Security Analyst

If you are looking for a meaningful career where people work and act with passion, rethink the existing and always strive to find the best solution - you have come to the right place. We develop future technologies to relentlessly make supply chains better. 

We are a leader in supply chain software solutions, helping organizations streamline operations, reduce costs, and improve efficiency.

Description

Infios is seeking a Security Analyst to join our Threat and Vulnerability Management (TVM) Team, who will be instrumental in building and maintaining security solutions within the organization to safeguard its systems and data.

This is a hands-on role for a security professional who is passionate about identifying, analyzing, and remediating application and AI-related security risks in close partnership with development and product teams.

You will play a key role in securing modern web applications, APIs, cloud-native services, and emerging AI/LLM-powered capabilities, while helping mature our secure development and AI security practices across the organization.

Key Responsibilities

Application Security & Vulnerability Management

· Scan vulnerabilities using industry-leading tools in applications and infrastructure.

· Conduct and manage DAST, SAST, and software composition analysis (SCA) activities.

· Analyze vulnerability scan results, validate findings, reduce false positives, and prioritize risk.

· Collaborate directly with development teams to assess identified vulnerabilities and deliver precise, actionable remediation recommendations.

· Track vulnerabilities through remediation and verify fixes.

· Act as a trusted AppSec advisor to engineering and product teams.

· Use expertise in OWASP Top 10 and common web application and API attack methods.

· Support secure development practices, threat modeling, and design reviews.

· Contribute to secure coding guidance, patterns, and best practices.

Automation & AI-Augmented Security

· Leverage AI-powered tools (e.g., Copilot-style tooling, AI-assisted scanners) to:

o Improve vulnerability analysis

o Accelerate triage and reporting

o Enhance testing efficiency

· Identify opportunities to automate repetitive security tasks and workflows.

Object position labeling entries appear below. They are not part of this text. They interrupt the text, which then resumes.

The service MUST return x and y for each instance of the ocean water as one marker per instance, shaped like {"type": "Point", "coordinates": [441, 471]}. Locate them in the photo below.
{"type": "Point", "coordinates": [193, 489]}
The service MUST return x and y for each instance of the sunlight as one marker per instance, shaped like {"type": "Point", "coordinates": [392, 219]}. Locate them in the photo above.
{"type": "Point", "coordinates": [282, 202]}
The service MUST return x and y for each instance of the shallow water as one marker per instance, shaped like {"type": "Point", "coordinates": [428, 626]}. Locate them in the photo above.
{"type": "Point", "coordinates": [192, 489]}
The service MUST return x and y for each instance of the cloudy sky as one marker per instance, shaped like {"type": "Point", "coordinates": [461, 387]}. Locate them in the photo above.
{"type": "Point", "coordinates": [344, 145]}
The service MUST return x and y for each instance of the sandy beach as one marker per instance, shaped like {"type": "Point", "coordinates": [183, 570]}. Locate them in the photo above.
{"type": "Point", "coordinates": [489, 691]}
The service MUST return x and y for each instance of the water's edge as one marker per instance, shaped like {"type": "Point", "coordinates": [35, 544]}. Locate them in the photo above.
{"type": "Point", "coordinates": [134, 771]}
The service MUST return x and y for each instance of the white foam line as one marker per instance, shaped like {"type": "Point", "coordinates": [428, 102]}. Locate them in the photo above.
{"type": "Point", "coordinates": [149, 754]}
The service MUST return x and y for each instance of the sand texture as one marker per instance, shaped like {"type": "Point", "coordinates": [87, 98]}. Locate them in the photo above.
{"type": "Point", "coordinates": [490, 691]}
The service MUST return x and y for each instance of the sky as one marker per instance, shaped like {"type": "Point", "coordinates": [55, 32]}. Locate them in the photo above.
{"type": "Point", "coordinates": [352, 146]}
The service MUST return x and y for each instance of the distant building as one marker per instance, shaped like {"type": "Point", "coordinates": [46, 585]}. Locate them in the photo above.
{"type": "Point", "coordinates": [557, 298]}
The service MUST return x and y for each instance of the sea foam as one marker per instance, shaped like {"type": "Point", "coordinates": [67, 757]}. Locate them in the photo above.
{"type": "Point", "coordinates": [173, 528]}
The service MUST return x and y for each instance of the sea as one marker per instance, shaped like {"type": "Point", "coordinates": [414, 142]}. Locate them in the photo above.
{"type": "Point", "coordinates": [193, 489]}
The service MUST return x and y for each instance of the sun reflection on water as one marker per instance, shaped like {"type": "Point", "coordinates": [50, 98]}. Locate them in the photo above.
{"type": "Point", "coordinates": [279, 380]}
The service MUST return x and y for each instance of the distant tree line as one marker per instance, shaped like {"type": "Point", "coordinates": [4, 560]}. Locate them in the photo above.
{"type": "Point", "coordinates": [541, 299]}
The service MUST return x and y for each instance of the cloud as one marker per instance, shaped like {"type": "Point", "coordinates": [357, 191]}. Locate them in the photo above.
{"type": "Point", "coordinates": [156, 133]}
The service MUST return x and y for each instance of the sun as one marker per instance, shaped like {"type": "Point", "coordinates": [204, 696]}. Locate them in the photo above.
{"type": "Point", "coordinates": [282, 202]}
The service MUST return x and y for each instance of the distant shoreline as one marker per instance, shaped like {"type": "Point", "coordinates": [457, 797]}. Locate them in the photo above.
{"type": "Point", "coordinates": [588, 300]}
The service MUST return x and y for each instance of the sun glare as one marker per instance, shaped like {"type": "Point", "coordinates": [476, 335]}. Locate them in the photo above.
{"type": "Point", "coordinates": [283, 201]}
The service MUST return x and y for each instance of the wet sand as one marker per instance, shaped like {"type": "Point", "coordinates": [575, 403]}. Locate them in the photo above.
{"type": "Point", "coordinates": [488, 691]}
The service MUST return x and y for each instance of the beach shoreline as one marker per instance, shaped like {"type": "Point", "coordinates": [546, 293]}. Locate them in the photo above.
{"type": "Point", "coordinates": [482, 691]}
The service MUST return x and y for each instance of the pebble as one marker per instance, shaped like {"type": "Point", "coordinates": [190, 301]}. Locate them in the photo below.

· Contribute to continuous improvement of TVM and AppSec tooling and processes.

AI & LLM Security

· Lead and support security testing of AI and LLM-powered features across the organization.

· Assess and test for risks outlined in the OWASP Top 10 for LLM Applications.

· Help define and operationalize AI security testing strategies within the SDLC.

Required Qualifications

· 5+ years of experience in Application Security, Product Security, or Vulnerability Management

· Experience with cloud platforms like AWS, Azure, and OCI and CSPM tools (WIZ).

· Strong hands-on experience with DAST and SAST tools, Web Application and API Security Testing.

· Deep understanding of OWASP Top 10 and Secure SDLC principles.

· Excellent documentation and communication skills (both verbal and written).

· Analytical problem-solving skills and knowledge of application security architecture.

· Experience working directly with software development teams on remediation.

· Solid understanding of modern application architectures (REST APIs, microservices, cloud).

· Familiarity with OWASP Top 10 for LLMs.

Preferred / Nice-to-Have

· Experience testing or securing LLM-powered applications in production.

· Familiarity with security testing tools such as:

o Burp Suite, ZAP, Snyk, Semgrep, Checkmarx, Veracode, or similar

· Experience using AI to augment security testing or analysis.

· Strong scripting or automation skills (Python, Bash, etc.).

· Exposure to SOC 2 / ISO 27001 security controls related to AppSec.

Why join us?

At Infios, we're not just looking for employees; we're looking for partners in innovation, growth, and purpose. Meeting you where you are to create the future you need is at the core of who we are and what we do. Whether you're at the beginning of your career or a seasoned expert, we meet you on your journey, equipping you with the tools and opportunities to build the future you envision. Together, we will relentlessly work toward one common goal - making supply chains better.